Os primórdios dessa idéia resultam, principalmente, de estudos sobre a doença de Parkinson. Essa é uma doença degenerativa humana em que os neurônios de uma determinada região do sistema nervoso central param de produzir um neurotransmissor muito importante chamado dopamina, causando uma variedade de sinais e sintomas neurológicos, principalmente tremores. Estudos clínicos mostraram que neurônios dopaminérgicos obtidos de embriões humanos transplantados no cérebro de pacientes com doença de Parkinson podem sobreviver, fazer conexões funcionais e corrigir, pelo menos parcialmente, os sintomas da doença. Entretanto, para obter resultados significativos, um número muito grande de neurônios – da ordem de 100 mil a 150 mil em cada lado do cérebro – precisa ser transplantado. Para se obterem essas quantidades de neurônios são necessários, pelo menos, de três a quatro embriões humanos. Contudo, já foi demonstrado que é possível dirigir, in vitro, o desenvolvimento de células-tronco de ratos para produção de neurônios dopaminérgicos, que podem, então, ser usados para terapia de ratos com doença de Parkinson.

Joacélio Batista da Silva

Teoricamente, o mesmo princípio desse tratamento da doença de Parkinson poderia ser aplicado a uma grande variedade de outras doenças degenerativas humanas, como diabetes, distrofias musculares, infartos do miocárdio, etc. Por exemplo, já foi demonstrado que, em camundongos com distrofia muscular, a injeção de células-tronco de animais normais resulta na incorporação de células doadoras no músculo e restauração parcial da expressão do gene afetado. No entanto a aplicação desses tratamentos em humanos faz emergir um grande problema: a rejeição imunológica. No caso da doença de Parkinson, a rejeição imunológica das células transplantadas não é um problema, porque o cérebro é um sítio imunologicamente privilegiado, onde rejeições não ocorrem. Porém, se usarmos o transplante de células-tronco para tratamento de doenças humanas comuns, poderemos esperar rejeição imediata, levando ao fracasso do tratamento. Como evitar isso? A clonagem fornece a resposta. Se fizermos a clonagem de um indivíduo até o estágio de embrião, poderemos ter uma rica fonte de células-tronco imunologicamente compatíveis para a medicina regenerativa.

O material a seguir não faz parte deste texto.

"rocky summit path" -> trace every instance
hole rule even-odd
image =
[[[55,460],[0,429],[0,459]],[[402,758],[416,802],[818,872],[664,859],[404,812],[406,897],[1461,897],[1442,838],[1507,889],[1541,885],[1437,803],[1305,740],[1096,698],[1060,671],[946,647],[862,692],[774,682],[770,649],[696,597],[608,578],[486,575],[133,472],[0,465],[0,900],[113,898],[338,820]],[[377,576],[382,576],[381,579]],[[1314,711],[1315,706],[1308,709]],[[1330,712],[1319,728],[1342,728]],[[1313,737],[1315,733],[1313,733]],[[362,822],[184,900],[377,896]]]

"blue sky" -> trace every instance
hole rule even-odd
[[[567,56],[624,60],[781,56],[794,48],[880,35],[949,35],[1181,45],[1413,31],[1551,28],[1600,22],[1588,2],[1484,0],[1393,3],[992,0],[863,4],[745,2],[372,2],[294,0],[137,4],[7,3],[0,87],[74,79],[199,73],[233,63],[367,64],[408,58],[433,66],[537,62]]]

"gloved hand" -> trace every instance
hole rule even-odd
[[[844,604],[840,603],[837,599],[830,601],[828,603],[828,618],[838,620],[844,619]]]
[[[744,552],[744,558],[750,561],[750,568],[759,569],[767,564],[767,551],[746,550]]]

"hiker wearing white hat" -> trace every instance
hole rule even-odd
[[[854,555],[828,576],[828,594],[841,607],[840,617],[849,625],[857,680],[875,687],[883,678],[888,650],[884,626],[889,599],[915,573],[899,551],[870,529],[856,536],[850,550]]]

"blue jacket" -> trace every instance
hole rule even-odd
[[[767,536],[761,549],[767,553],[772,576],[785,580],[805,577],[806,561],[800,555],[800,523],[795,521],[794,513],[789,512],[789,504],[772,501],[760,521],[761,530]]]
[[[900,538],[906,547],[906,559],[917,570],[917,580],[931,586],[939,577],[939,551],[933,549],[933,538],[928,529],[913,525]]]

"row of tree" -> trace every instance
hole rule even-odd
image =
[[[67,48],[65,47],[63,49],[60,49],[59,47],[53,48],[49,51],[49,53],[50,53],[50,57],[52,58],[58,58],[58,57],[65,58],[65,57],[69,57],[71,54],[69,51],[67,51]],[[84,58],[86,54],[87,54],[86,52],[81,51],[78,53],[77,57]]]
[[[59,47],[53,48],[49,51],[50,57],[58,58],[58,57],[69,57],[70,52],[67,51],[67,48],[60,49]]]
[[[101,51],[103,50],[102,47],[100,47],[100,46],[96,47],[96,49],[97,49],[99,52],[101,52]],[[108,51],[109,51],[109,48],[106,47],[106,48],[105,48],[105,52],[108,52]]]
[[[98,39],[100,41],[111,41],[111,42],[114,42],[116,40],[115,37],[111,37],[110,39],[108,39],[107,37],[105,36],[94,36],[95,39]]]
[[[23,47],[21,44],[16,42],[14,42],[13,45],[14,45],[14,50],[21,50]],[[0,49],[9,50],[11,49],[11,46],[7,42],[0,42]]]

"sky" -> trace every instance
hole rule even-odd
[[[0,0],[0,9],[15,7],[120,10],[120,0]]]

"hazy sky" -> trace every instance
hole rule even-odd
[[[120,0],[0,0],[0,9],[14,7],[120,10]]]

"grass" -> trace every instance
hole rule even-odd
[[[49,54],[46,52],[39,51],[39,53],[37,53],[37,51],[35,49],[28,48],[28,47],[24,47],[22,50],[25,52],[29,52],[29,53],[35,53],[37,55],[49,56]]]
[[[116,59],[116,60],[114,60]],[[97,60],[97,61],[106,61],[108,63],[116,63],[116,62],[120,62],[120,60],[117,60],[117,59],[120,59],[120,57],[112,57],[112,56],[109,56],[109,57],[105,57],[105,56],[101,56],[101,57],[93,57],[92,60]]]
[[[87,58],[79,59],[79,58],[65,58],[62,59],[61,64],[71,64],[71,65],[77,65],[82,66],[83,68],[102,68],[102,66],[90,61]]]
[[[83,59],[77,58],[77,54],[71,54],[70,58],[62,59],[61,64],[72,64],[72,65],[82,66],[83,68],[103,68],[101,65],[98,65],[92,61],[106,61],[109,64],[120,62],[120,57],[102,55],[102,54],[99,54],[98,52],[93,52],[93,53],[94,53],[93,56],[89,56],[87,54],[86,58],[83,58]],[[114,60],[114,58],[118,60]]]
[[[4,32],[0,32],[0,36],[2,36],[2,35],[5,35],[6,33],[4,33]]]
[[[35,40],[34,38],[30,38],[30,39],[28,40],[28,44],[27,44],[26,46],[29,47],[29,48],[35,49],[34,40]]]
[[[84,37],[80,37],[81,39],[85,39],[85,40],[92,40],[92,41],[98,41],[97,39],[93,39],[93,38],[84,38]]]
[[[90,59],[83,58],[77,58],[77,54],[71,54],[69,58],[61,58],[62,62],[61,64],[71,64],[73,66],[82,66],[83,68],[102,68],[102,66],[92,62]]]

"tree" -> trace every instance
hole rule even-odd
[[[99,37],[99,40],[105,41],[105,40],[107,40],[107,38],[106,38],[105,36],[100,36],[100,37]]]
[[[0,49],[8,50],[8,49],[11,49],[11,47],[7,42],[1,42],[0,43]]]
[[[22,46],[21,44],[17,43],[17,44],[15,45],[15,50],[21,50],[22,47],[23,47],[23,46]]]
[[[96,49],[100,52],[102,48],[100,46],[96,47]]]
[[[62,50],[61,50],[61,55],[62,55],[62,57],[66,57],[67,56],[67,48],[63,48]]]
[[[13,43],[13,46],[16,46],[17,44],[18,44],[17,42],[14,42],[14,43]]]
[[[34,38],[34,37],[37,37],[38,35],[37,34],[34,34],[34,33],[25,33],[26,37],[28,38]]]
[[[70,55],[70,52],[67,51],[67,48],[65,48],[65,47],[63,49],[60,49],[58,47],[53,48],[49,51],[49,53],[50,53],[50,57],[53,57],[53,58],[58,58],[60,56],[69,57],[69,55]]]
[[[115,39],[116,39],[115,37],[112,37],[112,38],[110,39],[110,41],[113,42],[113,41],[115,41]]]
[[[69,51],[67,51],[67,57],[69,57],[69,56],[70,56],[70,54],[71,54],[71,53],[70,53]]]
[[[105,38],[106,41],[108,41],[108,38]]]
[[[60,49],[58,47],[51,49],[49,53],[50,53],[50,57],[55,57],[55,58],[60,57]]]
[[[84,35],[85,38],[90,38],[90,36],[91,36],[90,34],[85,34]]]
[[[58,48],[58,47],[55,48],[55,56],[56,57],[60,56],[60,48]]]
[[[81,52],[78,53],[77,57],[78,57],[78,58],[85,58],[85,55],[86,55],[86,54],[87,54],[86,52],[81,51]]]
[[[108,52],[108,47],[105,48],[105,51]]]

Esse procedimento apresenta dificuldades práticas, porque ainda não conhecemos os fatores de crescimento necessários para induzir a diferenciação das células tronco em cada um das centenas de tecidos do corpo humano. Por isso, serão necessários muitos anos de pesquisa antes do emprego clínico da clonagem terapêutica. O documento de 22 de setembro de 2003, da Interacademy Panel, termina com um forte endosso: “Assim sendo, a clonagem para fins terapêuticos e de pesquisa possui um potencial considerável dentro de uma perspectiva científica, devendo ser excluída do banimento da clonagem reprodutiva”.